Healthcare experts questioned President Barack Obama’s claim Thursday that Obamacare-mandated health insurance exchanges will actually drive down insurance costs, contending that he is making bad comparisons and that costs are increasing.
Obama cited four state-run exchanges—those run by California, Oregon, Washington, and New York—as examples of what the exchanges will do.
“Just yesterday state officials in New York announced that average premiums for consumers who buy insurance in their new marketplace will be at least 50 percent lower next year than they are today,” Obama said Thursday. “Think about it. Fifty percent lower.”
Experts painted a far more complicated picture of the effect that the exchanges are having on the price of health insurance.
“New York is one of a handful of states where Obamacare is an improvement on the status quo,” said Ed Haislmaier, a healthcare expert at the Heritage Foundation.
New York reformed their healthcare system two decades ago in a way that drove up insurance premiums for the individual market, said Merrill Matthews, a scholar at the Institute for Policy Innovation. The state prohibited insurance companies from denying coverage and required them to offer the same premiums to everyone, what is called “community rating.”
However, the state did not require everyone to buy insurance, causing the pool of those buying insurance to shrink and the cost of insurance to skyrocket to among the highest in the nation, what Matthews called a “death spiral.”
“It might actually make it a little less irrational,” Matthews said about Obamacare’s effect on New York’s system.
The effect of the exchanges in California presents another complicated case, experts said.
California released the insurance plans being sold on their exchange in May and touted the exchange’s success in driving down costs.
“The rates submitted to Covered California for the 2014 individual market ranged from 2 percent above to 29 percent below the 2013 average premium for small employer plans in California’s most populous regions,” Covered California’s statement said.
These comparisons are inapt, experts said.
“First of all, you have to compare apples and apples,” said Sally Pipes, president of the San Francisco-based Pacific Research Institute.
The price of an individual plan is often better than that of a small group plan, said Haislmaier. Comparing the two creates the false illusion that the exchanges are dropping prices.

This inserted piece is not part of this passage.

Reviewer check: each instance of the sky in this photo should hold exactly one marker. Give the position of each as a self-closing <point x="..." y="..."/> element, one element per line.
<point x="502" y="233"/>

Covered California conceded in the statement that a direct comparison of plans is difficult but argued that the comparison is justified. “Both the small employer market and Covered California are competitive markets and offer guaranteed issue,” they said.
However, Pipes argued that the actual price of insurance has risen dramatically under the new insurance regime. The price of silver-level health insurance plans (the second lowest on the four-tiered rating system) for a 40-year-old man has risen 149 percent, from $94 per month to $234 per month, Pipes said.
“There’s no question it’s more expensive,” she said.
Additionally, it is unclear if any price reductions accomplished by Covered California are due to competition or the dictates of those running the exchanges.
“Covered California is an ‘active purchaser’ in the market, which means it negotiates directly with insurers,” said Covered California spokeswoman Anne Gonzales. “Health insurance companies submitted bids and were required to offer essential health benefits and a balance of access and affordability. We then entered into a lengthy negotiation process to get the best provider networks and premiums.”
Gonzales did not return a request to further clarify the nature of these negotiations.
Oregon and Washington officials defended the downward pressure their exchanges are putting on prices. One insurer in Oregon requested to lower their price after the rates from other insurers were made public, an Oregon official noted, while a Washington official said that state exchange officials have been “pleasantly surprised” at the rates.
While “they’re still under review, we know that in some cases there will be lower costs for consumers (even while the level of coverage is increasing),” the Washington official wrote in an email.
Matthews said Washington reformed its insurance system in a way similar to New York, driving up its premiums for insurance plans.
All four of these states are running their own exchanges—a step that only 16 states and the District of Columbia took after Congress passed the Affordable Care Act.
The federal government is running the other 34 state-based exchanges. It is unclear how insurance prices will fare on these federally run marketplaces.
The Department of Health and Human Services released a report yesterday contending that the insurance rates in the marketplaces are coming in 20 percent lower than the CBO predicted, although it does not detail how this compares to pre-Obamacare prices. This report is based on 11 states.
When asked for comment, HHS pointed to this report and noted that the release of rates will vary by state. The official contended that the exchanges would increase choice and competition by allowing better comparisons.
However, some states are reporting a different trajectory. Indiana’s state insurance department announced that the cost for an individual health care insurance plan would rise 72 percent while the cost for a group plan will rise 8 percent. The federal government is running Indiana’s exchange.
The House Energy and Commerce Committee released a report in May predicting that insurance rates would spike for both individual and small group plans.
“Sadly, the situation in Indiana mirrors our analysis of the looming rate shock—which revealed many Americans will endure premium spikes of nearly $2,000 and the rate shock for some could eclipse 400 percent,” said committee chairman Fred Upton (R., Mich.). “Folks deserve better.”